Design and Fabrication Methodology of Production-Ready MEMS Devices: (1) A “Fabrication-able” MEMS Scanning Mirror Device
20090916 - 20110315
Dr Francis Chee-Shuen Lee
1.“Fabrication-able” electrostatic scanning mirror design rules and process control methods 2. A functional bi-axial Lissajous MEMS scanning mirror prototype Applicable to image projection with a WVGA (800*480) resolution
Beijing Jinshi Co. Ltd. [Sponsor] COVENTOR Inc [Sponsor] Foryou Multimedia Electronics Co. Ltd. Minami Electronics Ltd. The 24th Research Institute of China Electronics Technology Group Corporation [Sponsor]

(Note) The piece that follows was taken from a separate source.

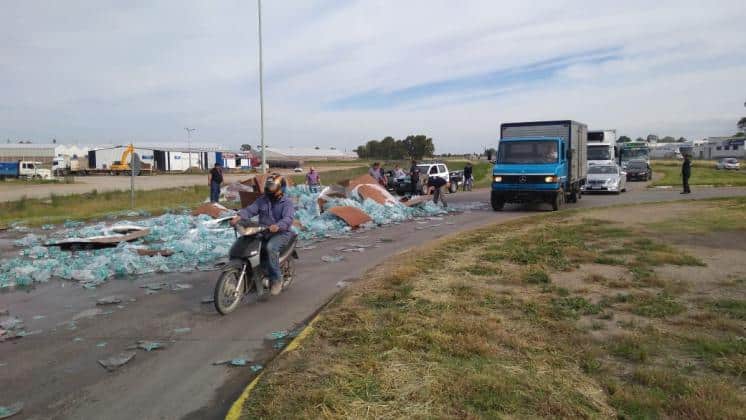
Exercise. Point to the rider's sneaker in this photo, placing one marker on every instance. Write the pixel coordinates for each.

This R&D project aims for the development of a fabrication-compatible design methodology for MEMS using a MEMS scanning mirror device as the first subject to be evolved into stable manufacturability. This bi-axial MEMS scanning mirror prototype will be our attempt to demonstrate the effectiveness of the design rules derived in this effort as well as the key process controlling methods which may include simulation, test structures/sites and process/materials integration considerations. In future applications, the MEMS scanning mirror will be applied as a key optical component in scan-image detection and scan-projection applications which will require a moderate to high image quality standard. Applications of the MEMS scanning mirrors in vision systems such as the automotive head up display (HUD), mobile pico projector, head-mount display (HMD) and virtual reality display (VRD) are projected to become common and popular in our future daily-life. To develop the “fabrication-able” MEMS prototype, a stable and established fabrication vendor/foundry will first be identified up-front and their fabrication processes, capability and design constraints will have to be tabulated. Working closely with the foundry, control methods for process-dependent dimensional controls, mechanical properties controls, dynamic controls, as well as electro-mechanical behavior controls will be established. The resulting MEMS scanning mirror device should demonstrate the functional objectives specified in the design goals. We also intend to work closely with academic and industrial partners to explore higher integration viability of more complex MEMS actuators such as electromagnetic motors. During the course of this project, ASTRI will seek quick technology transfer paths to the industry and further advancements of MEMS by tightly collaborating among various industrial applicators and academia in Greater China.